Table of Contents
Journal of Biophysics
Volume 2017 (2017), Article ID 1059216, 12 pages
https://doi.org/10.1155/2017/1059216
Research Article

Trends in the Binding of Cell Penetrating Peptides to siRNA: A Molecular Docking Study

1Postgraduate Institute of Science, University of Peradeniya, 20400 Peradeniya, Sri Lanka
2Department of Chemistry, University of Peradeniya, 20400 Peradeniya, Sri Lanka

Correspondence should be addressed to R. J. K. U. Ranatunga

Received 28 October 2016; Accepted 15 January 2017; Published 21 February 2017

Academic Editor: Jianwei Shuai

Copyright © 2017 P. V. G. M. Rathnayake et al. This is an open access article distributed under the Creative Commons Attribution License, which permits unrestricted use, distribution, and reproduction in any medium, provided the original work is properly cited.

Abstract

The use of gene therapeutics, including short interfering RNA (siRNA), is limited by the lack of efficient delivery systems. An appealing approach to deliver gene therapeutics involves noncovalent complexation with cell penetrating peptides (CPPs) which are able to penetrate the cell membranes of mammals.
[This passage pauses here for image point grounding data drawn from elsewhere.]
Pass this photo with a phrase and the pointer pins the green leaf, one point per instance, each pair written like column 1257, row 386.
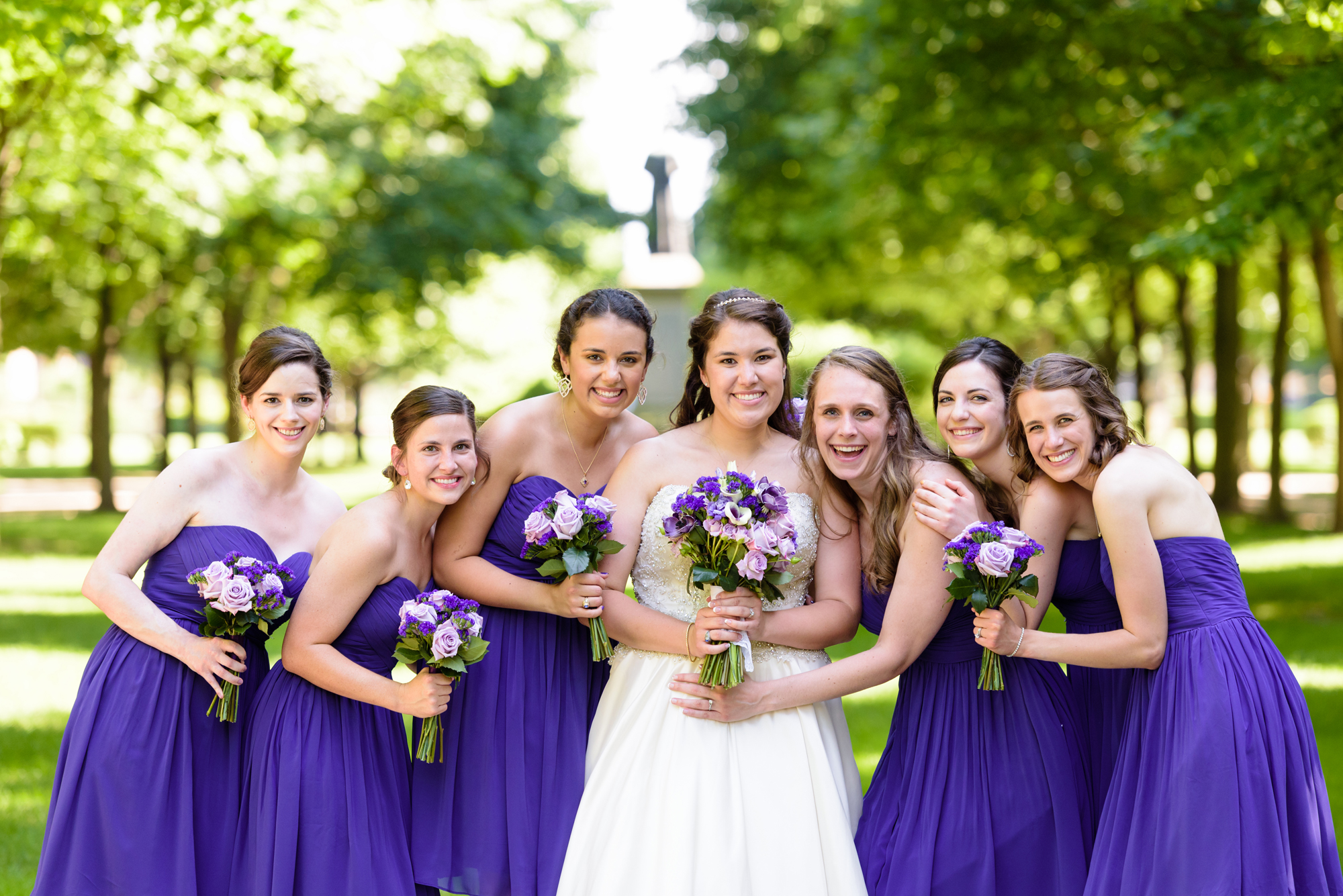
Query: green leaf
column 577, row 561
column 554, row 568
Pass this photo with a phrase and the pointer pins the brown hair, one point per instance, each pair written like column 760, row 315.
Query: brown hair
column 738, row 305
column 594, row 305
column 422, row 404
column 1007, row 365
column 906, row 450
column 1091, row 383
column 276, row 348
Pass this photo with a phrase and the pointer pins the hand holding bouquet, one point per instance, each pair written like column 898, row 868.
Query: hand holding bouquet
column 989, row 561
column 570, row 534
column 240, row 592
column 444, row 632
column 738, row 533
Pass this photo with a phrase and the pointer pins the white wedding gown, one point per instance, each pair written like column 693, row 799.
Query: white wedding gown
column 688, row 807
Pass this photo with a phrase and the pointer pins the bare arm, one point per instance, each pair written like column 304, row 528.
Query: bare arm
column 154, row 521
column 354, row 560
column 915, row 612
column 1122, row 501
column 465, row 525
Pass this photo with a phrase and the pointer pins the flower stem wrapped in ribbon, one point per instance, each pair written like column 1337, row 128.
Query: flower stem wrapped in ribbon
column 570, row 534
column 738, row 533
column 240, row 592
column 989, row 561
column 441, row 631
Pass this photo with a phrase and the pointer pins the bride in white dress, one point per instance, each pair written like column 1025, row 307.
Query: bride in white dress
column 684, row 807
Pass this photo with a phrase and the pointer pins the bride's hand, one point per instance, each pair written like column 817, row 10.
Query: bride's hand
column 718, row 705
column 742, row 611
column 945, row 507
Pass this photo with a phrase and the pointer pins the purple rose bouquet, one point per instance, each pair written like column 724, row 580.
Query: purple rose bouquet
column 240, row 592
column 570, row 534
column 738, row 533
column 989, row 561
column 444, row 632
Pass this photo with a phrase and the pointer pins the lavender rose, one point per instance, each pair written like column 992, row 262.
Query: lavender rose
column 996, row 558
column 236, row 596
column 567, row 521
column 447, row 640
column 537, row 526
column 754, row 565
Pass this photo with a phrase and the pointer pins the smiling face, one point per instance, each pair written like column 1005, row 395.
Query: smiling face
column 288, row 408
column 972, row 411
column 745, row 372
column 1060, row 432
column 853, row 423
column 606, row 364
column 440, row 459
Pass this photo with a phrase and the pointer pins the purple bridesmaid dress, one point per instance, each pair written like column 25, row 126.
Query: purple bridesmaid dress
column 326, row 792
column 1217, row 787
column 146, row 779
column 1101, row 695
column 495, row 817
column 978, row 793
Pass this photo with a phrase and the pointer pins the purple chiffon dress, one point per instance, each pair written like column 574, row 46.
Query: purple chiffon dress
column 495, row 817
column 978, row 793
column 1217, row 785
column 1101, row 695
column 147, row 779
column 326, row 793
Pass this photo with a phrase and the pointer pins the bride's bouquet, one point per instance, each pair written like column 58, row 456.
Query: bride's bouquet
column 570, row 534
column 738, row 533
column 444, row 632
column 989, row 561
column 240, row 592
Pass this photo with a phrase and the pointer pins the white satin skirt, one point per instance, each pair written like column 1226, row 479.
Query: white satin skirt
column 687, row 807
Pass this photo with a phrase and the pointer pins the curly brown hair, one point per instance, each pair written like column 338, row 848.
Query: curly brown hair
column 1091, row 383
column 907, row 448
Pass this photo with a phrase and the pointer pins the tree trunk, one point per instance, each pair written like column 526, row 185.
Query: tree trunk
column 1334, row 338
column 1136, row 315
column 357, row 391
column 233, row 318
column 100, row 396
column 1277, row 509
column 1227, row 352
column 166, row 377
column 189, row 356
column 1185, row 317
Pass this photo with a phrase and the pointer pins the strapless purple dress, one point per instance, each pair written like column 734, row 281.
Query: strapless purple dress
column 326, row 795
column 978, row 793
column 146, row 779
column 1101, row 695
column 1217, row 787
column 495, row 817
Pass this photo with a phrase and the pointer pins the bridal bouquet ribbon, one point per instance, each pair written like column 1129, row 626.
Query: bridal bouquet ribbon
column 989, row 561
column 441, row 631
column 570, row 534
column 738, row 533
column 240, row 592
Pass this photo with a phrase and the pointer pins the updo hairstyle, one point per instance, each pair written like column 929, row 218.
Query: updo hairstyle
column 420, row 405
column 276, row 348
column 738, row 305
column 597, row 303
column 1091, row 383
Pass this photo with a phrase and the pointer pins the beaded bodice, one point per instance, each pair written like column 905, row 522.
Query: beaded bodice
column 660, row 570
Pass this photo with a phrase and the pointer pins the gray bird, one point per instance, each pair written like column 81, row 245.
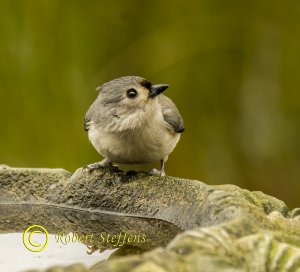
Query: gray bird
column 132, row 122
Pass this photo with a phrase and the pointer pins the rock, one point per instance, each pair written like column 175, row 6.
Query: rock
column 226, row 228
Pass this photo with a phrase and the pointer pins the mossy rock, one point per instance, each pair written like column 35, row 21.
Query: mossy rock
column 226, row 228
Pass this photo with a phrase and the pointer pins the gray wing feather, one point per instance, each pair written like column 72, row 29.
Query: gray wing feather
column 171, row 114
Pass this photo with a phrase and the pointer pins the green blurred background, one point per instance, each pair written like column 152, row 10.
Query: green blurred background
column 233, row 67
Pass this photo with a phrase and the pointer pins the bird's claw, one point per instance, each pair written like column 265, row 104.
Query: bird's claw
column 155, row 172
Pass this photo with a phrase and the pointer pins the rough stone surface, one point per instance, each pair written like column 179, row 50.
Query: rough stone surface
column 226, row 228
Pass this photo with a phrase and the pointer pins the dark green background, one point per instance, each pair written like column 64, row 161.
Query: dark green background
column 233, row 67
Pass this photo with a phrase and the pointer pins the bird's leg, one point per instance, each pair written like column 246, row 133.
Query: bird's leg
column 91, row 167
column 160, row 172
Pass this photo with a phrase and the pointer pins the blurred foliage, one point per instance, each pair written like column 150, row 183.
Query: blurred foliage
column 233, row 67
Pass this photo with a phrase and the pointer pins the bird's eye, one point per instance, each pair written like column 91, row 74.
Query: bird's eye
column 131, row 93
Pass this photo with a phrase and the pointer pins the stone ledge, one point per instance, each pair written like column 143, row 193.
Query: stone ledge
column 227, row 227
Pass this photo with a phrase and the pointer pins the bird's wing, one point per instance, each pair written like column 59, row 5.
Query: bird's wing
column 86, row 123
column 171, row 114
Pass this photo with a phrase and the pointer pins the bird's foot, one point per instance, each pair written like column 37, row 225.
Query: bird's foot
column 155, row 172
column 97, row 165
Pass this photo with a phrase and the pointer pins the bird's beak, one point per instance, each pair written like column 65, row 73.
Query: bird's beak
column 157, row 89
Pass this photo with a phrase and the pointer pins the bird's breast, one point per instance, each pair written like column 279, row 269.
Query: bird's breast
column 152, row 142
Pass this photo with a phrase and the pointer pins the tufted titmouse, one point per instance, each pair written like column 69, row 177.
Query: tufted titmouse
column 132, row 122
Although a number of CPPs have been discovered, our understanding of their complexation and translocation of siRNA is as yet insufficient. Here, we report on computational studies comparing the binding affinities of CPPs with siRNA, considering a variety of CPPs. Specifically, seventeen CPPs from three different categories, cationic, amphipathic, and hydrophobic CPPs, were studied. Molecular mechanics were used to minimize structures, while molecular docking calculations were used to predict the orientation and favorability of sequentially binding multiple peptides to siRNA. Binding scores from docking calculations were highest for amphipathic peptides over cationic and hydrophobic peptides. Results indicate that initial complexation of peptides will likely occur along the major groove of the siRNA, driven by electrostatic interactions. Subsequent binding of CPPs is likely to occur in the minor groove and later on bind randomly, to siRNA or previously bound CPPs, through hydrophobic interactions. However, hydrophobic CPPs do not show this binding pattern. Ultimately binding yields a positively charged nanoparticle capable of noninvasive cellular import of therapeutic molecules.